Last week, my ACA 20 was once again killed in the Assembly Elections Committee. As you can see from the press release above, this measure would have changed the title and summary process for the placement of initiatives on the statewide ballot. Currently, the Attorney General, a partisan elected official, is charged with developing the Title and Summary of initiatives. ACA 20 would give this responsibility to the non-partisan Legislative Analyst.
Ballot titles and summaries can have an extreme effect on the passage or failure of a ballot initiative. Often, this is the only information that a voter ever reads about a ballot initiative, and if that language is written with an inherent bias…there is no doubt that it can have an effect on the outcome.
Recently, we’ve seen many initiatives written this way…but the most recent and timely example is what the Attorney General has done with Senator George Runner’s initiative to require an ID to be shown at the polls. Senator Runner writes about the issue in this article in the San Bernardino Sun.
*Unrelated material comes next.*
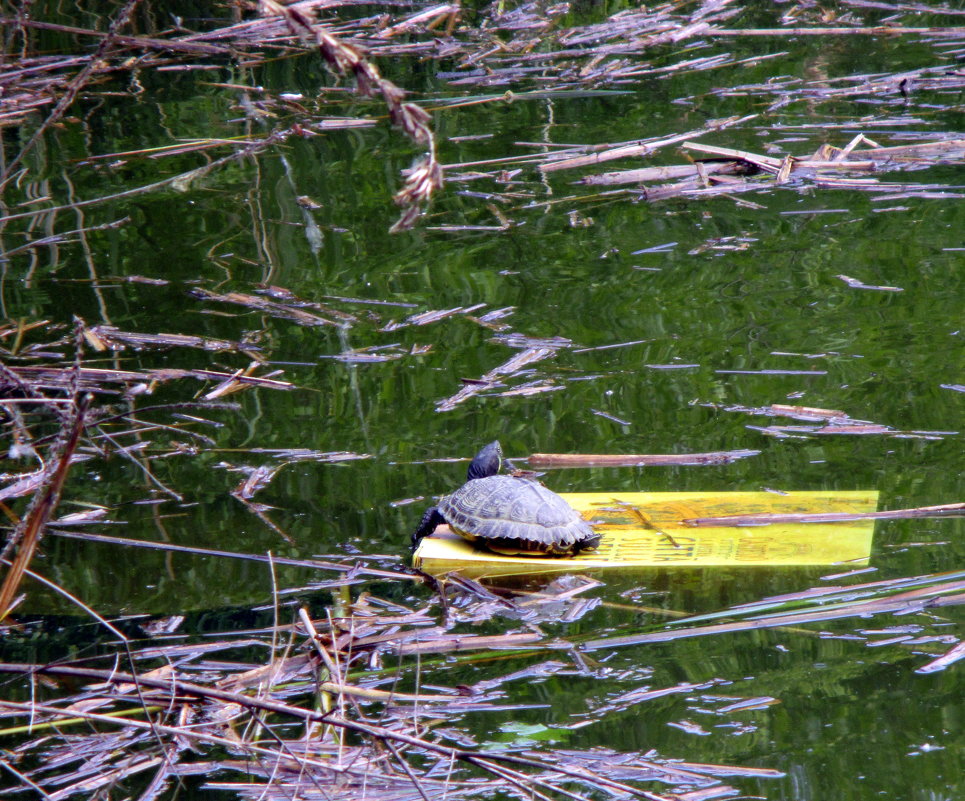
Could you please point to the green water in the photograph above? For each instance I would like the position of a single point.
(738, 289)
Regardless of what you think of the initiative, you cannot deny the fact that in a short time span of four years, a vastly different title and summary was put on this initiative. The former attorney general, Bill Lockyer, titled nearly identical initiative language in 2005, the “Voter Identication Requirement”. The first line of the summary simply says that the initiative “requires that voters present one of four types of picture identification before voting…”
Attorney General Jerry Brown has now titled Senator Runner’s initiative, that contains nearly identical language, “Limits on Voting.” And the first line of the summary states, “Prohibits citizens from voting at the polls unless they present a government-issued photo ID card.”